Objective: The Angiotensin-II receptor blocker telmisartan and sulfonylurea glimepiride may have clinical usefulness as partial agonists of PPARg. We investigated additive and antagonistic effects among combinations of telmisartan, glimepiride, and the Thiazolidinedione (TZD) selective PPARg agonist pioglitazone on transcriptional activity of PPARg. Materials/Methods: The receptors of pCMX-PPARg and pCMX-RXR, and PPRE-Luc reporter gene were transfected into CV1 cells, and treated with following agents, and luciferace assay was performed. Moreover, mammalian two-hybrid assay was done using GAL4 responsive reporter tk-MH100(UAS)×4-Luc and the chimeric receptor GAL4-PPARg. Results: Telmisartan increased transactivation of PPARg dose dependently. Activation by telmisartan 10 μM was 58.8% of that by pioglitazone 10 μM. Glimepiride also increased transactivation of PPARg dose dependently. Activation by glimepiride 10 μM was 49.8% of that by pioglitazone 10 μM. Addition of telmisartan 5 μM significantly enhanced transactivation by glimepiride 10 and 50 μM. Moreover, addition of pioglitazone 0.5 μM significantly enhanced transactivation by glimepiride 10 and 50 μM. Mammalian two-hybrid assay showed additive effect between glimepiride and telmisartan on binding of SRC-1 to PPARg.
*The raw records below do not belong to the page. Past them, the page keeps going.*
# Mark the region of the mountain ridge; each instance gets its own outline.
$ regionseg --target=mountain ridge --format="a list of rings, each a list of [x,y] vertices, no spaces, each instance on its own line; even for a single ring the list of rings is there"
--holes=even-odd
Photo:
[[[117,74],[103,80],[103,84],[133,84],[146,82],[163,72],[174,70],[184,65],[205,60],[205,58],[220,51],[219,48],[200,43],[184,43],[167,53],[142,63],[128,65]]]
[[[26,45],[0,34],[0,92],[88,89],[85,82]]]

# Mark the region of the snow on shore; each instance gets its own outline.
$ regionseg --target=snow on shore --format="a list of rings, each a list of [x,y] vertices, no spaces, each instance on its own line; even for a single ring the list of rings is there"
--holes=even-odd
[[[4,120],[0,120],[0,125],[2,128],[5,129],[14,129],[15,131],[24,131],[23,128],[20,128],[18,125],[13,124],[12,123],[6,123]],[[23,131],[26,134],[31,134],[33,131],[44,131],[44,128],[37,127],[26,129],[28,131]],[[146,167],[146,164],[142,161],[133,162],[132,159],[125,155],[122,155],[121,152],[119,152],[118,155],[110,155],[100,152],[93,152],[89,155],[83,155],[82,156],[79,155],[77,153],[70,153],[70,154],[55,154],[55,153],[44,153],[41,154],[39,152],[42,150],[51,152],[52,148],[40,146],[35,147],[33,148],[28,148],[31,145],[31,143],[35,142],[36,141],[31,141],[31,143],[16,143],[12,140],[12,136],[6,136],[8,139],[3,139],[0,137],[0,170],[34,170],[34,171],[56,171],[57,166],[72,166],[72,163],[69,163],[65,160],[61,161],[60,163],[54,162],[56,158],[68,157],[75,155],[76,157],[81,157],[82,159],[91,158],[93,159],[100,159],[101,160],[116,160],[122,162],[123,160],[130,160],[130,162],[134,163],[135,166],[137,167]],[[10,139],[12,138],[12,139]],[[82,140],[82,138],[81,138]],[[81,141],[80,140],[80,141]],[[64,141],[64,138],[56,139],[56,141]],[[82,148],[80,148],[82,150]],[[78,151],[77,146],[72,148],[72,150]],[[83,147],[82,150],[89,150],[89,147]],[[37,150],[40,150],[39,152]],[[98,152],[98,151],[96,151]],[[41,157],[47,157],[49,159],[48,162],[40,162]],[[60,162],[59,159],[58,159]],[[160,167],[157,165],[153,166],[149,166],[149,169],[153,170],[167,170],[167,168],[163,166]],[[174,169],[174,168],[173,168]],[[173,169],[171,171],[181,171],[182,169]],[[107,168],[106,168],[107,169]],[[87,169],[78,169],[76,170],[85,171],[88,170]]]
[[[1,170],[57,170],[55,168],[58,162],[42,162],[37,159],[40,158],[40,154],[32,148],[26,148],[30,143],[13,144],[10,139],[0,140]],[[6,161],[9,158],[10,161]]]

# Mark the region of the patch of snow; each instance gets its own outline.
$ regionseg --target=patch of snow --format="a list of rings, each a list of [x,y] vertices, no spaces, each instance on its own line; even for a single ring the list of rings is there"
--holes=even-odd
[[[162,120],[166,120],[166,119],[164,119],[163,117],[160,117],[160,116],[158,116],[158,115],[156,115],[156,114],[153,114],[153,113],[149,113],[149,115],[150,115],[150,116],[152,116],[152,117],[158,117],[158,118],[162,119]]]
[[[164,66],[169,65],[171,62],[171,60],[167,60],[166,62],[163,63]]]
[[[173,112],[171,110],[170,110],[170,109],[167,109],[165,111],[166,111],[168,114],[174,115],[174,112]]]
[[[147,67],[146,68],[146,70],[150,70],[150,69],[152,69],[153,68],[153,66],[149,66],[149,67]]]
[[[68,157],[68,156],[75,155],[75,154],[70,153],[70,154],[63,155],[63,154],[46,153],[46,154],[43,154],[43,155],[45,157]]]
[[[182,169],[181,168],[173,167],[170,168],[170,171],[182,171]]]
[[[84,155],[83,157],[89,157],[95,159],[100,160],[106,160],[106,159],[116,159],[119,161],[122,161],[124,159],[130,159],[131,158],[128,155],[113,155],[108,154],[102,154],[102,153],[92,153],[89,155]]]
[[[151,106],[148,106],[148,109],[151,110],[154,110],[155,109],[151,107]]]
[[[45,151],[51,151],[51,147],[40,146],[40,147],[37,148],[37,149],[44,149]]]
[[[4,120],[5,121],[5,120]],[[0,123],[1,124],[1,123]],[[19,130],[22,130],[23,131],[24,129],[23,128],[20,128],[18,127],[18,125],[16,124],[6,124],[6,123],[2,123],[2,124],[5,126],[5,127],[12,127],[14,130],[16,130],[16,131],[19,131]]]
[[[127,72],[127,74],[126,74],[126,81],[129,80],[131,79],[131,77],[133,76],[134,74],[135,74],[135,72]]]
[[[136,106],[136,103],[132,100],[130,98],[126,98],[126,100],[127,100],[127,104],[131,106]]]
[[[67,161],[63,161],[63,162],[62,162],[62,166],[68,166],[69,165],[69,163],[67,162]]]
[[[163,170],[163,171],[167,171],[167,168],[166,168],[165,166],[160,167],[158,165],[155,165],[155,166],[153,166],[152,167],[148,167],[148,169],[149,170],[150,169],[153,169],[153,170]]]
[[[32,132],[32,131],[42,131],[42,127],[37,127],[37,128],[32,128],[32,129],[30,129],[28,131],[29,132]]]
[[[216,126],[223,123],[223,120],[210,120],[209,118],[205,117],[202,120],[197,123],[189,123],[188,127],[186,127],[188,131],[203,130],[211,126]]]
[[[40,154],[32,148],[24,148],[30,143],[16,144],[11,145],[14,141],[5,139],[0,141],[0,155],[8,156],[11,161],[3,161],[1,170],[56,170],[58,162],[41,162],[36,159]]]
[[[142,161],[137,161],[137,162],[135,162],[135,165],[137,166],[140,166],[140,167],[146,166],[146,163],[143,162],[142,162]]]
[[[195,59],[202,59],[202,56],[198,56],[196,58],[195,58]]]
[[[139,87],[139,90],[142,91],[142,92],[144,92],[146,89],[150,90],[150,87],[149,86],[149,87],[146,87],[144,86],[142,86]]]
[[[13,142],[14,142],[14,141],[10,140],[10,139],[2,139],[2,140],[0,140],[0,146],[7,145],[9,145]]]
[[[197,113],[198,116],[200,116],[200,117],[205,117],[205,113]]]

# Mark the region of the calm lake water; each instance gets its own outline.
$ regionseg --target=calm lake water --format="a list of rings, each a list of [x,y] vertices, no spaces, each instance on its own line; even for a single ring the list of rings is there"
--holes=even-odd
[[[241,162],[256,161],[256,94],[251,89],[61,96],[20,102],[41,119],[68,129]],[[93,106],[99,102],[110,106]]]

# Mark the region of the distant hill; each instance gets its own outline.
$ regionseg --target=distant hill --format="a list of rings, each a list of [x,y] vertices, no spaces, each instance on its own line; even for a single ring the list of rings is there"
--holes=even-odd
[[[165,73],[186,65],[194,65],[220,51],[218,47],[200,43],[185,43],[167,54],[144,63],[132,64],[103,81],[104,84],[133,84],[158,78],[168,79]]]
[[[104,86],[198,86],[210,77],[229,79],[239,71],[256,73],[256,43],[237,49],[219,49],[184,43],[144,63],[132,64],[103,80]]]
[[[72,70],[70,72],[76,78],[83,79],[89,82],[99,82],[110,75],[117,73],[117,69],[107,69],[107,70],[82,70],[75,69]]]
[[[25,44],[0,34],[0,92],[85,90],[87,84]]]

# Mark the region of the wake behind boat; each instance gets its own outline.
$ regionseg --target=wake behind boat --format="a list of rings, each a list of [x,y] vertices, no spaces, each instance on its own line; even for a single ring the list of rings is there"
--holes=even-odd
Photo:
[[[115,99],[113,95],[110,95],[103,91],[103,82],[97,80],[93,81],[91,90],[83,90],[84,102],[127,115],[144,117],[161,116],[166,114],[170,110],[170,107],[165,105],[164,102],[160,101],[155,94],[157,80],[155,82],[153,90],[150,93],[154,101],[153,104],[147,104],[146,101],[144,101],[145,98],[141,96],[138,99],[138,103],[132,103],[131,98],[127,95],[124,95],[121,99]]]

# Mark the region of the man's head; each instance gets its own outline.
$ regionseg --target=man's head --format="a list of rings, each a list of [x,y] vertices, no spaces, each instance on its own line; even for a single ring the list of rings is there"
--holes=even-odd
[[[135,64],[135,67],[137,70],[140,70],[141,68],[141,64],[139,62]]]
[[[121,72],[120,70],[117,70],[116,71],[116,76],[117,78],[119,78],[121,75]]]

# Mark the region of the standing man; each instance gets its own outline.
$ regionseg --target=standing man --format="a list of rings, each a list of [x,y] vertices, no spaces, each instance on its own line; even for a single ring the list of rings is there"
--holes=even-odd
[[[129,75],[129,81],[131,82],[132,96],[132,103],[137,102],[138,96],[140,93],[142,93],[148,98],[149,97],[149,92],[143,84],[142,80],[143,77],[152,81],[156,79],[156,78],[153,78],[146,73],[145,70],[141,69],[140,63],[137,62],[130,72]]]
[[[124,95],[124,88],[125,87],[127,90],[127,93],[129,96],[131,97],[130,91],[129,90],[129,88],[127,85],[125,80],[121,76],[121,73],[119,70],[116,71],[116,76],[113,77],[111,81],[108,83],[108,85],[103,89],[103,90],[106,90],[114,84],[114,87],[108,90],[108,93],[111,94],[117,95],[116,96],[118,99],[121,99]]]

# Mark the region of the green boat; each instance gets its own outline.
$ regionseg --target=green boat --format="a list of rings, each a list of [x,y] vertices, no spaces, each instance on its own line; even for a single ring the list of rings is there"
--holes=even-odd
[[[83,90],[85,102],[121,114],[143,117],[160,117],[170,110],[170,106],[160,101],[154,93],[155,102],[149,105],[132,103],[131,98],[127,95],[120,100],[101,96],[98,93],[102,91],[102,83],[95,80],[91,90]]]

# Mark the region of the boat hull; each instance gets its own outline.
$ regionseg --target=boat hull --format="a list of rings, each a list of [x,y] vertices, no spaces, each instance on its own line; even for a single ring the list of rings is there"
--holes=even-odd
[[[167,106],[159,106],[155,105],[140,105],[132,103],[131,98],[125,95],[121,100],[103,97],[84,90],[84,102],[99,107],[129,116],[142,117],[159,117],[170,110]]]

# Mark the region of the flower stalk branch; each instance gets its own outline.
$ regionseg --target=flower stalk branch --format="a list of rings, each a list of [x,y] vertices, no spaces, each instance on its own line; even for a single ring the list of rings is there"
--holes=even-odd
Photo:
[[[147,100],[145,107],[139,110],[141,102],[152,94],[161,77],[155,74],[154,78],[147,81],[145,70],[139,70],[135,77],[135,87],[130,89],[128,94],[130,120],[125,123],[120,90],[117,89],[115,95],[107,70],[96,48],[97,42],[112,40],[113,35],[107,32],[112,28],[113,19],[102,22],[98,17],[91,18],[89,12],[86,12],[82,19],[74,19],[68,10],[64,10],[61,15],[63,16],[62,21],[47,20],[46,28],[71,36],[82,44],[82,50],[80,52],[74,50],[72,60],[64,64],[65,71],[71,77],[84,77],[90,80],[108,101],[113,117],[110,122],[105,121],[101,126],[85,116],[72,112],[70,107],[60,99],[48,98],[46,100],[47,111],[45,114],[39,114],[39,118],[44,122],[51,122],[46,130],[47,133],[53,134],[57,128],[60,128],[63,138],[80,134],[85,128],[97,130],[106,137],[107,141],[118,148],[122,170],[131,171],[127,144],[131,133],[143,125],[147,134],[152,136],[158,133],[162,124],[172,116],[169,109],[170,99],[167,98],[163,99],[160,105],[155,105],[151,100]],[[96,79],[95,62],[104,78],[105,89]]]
On the other hand, addition of glimepiride 10 and 50 μM reduced transactivation by pioglitazone 5 μM to 74% and 70%, respectively. Conclusion: Partial agonists of PPARg additively enhanced transactivation by other agonists, whereas high concentration of partial agonists reduced transactivation by full agonist antagonistically.